Progress on the Home Front
I don’t like using this page to share my medical progress. Still, I continue to hear from people who are reticent to get in touch with me for fear that I don’t have the strength or time to handle their communication or that they want to give Sara and me the privacy to navigate this without intrusion. While we appreciate the generosity of spirit behind those concerns, we want you to know it is now unnecessary.

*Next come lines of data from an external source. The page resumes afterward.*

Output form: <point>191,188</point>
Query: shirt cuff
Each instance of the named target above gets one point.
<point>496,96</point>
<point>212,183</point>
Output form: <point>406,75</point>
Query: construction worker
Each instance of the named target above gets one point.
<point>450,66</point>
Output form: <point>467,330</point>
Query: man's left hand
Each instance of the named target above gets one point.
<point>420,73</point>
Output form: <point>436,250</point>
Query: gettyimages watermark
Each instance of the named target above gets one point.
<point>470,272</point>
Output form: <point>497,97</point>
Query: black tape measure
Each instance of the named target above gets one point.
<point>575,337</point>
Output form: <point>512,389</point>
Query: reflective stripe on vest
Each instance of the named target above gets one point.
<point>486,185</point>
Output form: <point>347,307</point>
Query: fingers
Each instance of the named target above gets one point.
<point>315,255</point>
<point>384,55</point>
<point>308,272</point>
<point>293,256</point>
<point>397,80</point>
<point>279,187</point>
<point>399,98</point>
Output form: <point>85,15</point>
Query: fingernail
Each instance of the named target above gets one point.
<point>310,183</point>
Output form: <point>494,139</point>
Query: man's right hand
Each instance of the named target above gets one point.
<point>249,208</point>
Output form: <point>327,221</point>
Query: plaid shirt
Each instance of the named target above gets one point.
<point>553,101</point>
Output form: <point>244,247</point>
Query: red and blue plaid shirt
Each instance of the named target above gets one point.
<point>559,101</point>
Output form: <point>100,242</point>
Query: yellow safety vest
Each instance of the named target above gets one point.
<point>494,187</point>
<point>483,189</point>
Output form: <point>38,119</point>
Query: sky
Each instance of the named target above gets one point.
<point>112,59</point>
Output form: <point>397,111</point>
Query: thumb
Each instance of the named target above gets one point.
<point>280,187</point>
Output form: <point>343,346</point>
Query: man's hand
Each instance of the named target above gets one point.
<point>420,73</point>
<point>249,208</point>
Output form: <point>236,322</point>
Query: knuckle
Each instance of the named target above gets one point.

Sara and I talked on our walk this morning about the first few weeks after having my spine fused and starting chemo. The pain was horrific, and navigating the simplest need took everything we had. We are, however, long past those days. I am nearly as fit today as I was before all this began. I do have a fused spine now, and the first few months of recovering from that were rigorous and painful. I have mostly recovered from that surgery, and only have some limitations as well as minor, annoying pain persisting. I also have multiple myeloma, a form of blood cancer, that is currently being contained by the chemotherapy I have been receiving. My treatments started weekly for four months, then went to bi-weekly. Last Wednesday was the last of those treatments, and now I am on a once-a-month maintenance dose. I have been fortunate; I have not had any significant side effects limiting my activity.
The Physician’s Assistant overseeing my care told me last week, “We wish all of our myeloma patients would respond like your body has. Your numbers are so low that if I did a bone biopsy today, I wouldn’t find any evidence of cancer. It is still there, but in numbers so low it would be undetectable.” Without healing from Jesus, it is likely to relapse someday, but every breath I take is in his hands anyway. We are going to make use of the time we’ve been given.
This time of recovery has allowed me to make significant headway on my book, It’s Time: Letters to the Bride of Christ at the End of the Age. I published Part 1 a couple of months ago, and I have three chapters left to write to complete the book. I’ve also been working on a new book with Tobie van der Westhuizen of South Africa about participating in God’s justice rather than being preoccupied with personal righteousness. This is an essential piece of our salvation that has been almost ignored following the Reformation. Theologians have been discussing it, but it hasn’t made headway into popular books or seminars. This has revolutionized in my heart what it means to live loved and how the whole of Scripture points us to this incredible freedom.
So, I have resumed a more normal schedule and don’t want people to be reluctant to contact me if they want to. I have begun some travel again, first a test trip to my son’s home in Denver last weekend. Next month, Sara and I are going to Alaska to celebrate our 50th wedding anniversary. After that, I plan to visit Boise, ID, in late June to meet some people there. I don’t know how much travel I will do in the future, since we are still attending to Sara’s healing from the trauma that devastated her life, and from which she is in the process of healing. She’s doing great, but that will always be our priority when contemplating other trips God might invite us on. I’m also doing a lot of Zoom connections with people I can’t travel to now.
We are grateful for all the prayers and support we have received during the last three years, which have had their share of difficulty and heartache but also redemption beyond anything we could imagine. As Sara and I navigate this season and our ever-darkening world, we are excited about what Jesus might still have in store for us. We are not through walking with him and encouraging others, however he opens the door for us to do so.
Looking back over the past seven months, we are grateful for God’s provision every step of the way and for using this challenging season to draw us closer to him and to each other. Jesus wants to be our constant companion in the darkest of times. Nothing can happen to us that Jesus won’t navigate us through and shape our hearts in the process. I love him for that.